In summary, our simulations show that with experimentally plausible parameter values, loop extrusion can achieve fast and ≥95% efficient synapsis. We thus propose that loop extrusion plays a previously unrecognized role in mediating DSB synapsis as part of NHEJ in mammalian cells.
Discussion
Synapsis is the first step of DSB repair by NHEJ, which is the dominant repair pathway in the G1-phase. Synapsis has largely been assumed to occur by passive 3D diffusion65. However, our 3D polymer simulations show that passive diffusion would lead to unphysiologically slow synapsis in mammalian nuclei.

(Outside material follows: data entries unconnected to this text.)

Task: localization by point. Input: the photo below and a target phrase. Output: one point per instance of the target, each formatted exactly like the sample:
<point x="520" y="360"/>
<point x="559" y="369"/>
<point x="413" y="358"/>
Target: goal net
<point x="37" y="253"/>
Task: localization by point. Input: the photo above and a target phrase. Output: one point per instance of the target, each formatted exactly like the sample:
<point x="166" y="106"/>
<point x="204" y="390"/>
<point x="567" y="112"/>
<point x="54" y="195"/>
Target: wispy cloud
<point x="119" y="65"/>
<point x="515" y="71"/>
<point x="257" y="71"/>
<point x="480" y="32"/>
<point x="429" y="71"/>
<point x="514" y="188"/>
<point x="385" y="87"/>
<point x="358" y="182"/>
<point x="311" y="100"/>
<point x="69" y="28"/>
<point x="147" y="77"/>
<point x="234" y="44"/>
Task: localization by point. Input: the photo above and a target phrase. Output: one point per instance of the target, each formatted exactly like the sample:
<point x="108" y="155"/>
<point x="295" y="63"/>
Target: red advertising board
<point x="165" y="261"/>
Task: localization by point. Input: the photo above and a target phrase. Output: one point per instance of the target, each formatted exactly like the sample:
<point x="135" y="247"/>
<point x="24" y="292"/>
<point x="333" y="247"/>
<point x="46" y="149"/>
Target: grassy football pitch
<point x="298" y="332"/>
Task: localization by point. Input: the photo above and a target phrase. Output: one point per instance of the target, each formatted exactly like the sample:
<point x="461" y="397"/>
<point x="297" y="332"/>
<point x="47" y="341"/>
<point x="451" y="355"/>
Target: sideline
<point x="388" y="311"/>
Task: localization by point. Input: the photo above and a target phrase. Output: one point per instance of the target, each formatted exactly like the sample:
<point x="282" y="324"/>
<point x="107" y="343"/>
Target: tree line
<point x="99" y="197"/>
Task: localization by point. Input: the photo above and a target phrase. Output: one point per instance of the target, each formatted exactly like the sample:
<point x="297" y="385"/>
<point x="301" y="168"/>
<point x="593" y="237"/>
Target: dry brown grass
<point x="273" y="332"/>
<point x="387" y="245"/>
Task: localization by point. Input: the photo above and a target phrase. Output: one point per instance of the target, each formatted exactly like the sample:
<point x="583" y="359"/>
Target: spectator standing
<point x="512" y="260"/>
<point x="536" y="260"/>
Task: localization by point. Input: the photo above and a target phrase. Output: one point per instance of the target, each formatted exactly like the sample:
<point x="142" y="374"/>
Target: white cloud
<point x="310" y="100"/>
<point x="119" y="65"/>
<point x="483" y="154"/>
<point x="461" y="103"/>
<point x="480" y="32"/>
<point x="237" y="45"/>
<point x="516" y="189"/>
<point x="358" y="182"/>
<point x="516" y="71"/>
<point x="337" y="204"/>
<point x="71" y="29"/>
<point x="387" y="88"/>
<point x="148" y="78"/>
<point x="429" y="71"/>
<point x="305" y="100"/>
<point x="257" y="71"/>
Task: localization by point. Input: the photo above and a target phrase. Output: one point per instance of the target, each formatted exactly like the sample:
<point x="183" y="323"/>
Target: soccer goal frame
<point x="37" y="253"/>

Here we propose that protein-mediated DNA loop extrusion may promote fast and efficient synapsis in cells. We emphasize that loop extrusion can be a preemptive mechanism facilitating synapsis, in contrast to the reactive recruitment of DSB repair machinery after the DSB has occurred, where DSB ends may diffuse apart during the recruitment period. We built a probabilistic theoretical framework to understand LEF-mediated DSB end synapsis. The loop extrusion model with dynamic parameters confined by experimental data measured at the Fbn2 locus fell short of the synapsis speed observed in vivo, but did accelerate synapsis compared with passive diffusion alone. Guided by our analytical theory, we explored four plausible extensions to the loop extrusion model that constituted mechanistically distinct ways to improve synapsis outcome and tested the theory with 1D simulations of the extrusion-mediated DSB synapsis process, finding they were in good agreement. We found that while each mechanistic extension could moderately improve synapsis efficiency, it was by combining all four mechanisms that we found a regime with synapsis kinetics consistent with experimental observations. Our theory demonstrates that loop extrusion is a viable and efficient way to mediate the first step of the NHEJ process, DSB end synapsis, by co-opting the cell’s chromosome organization machinery. Altogether, the action of constraining LEFs and gap-bridging LEFs may constitute a new paradigm for thinking about the process of DSB end synapsis.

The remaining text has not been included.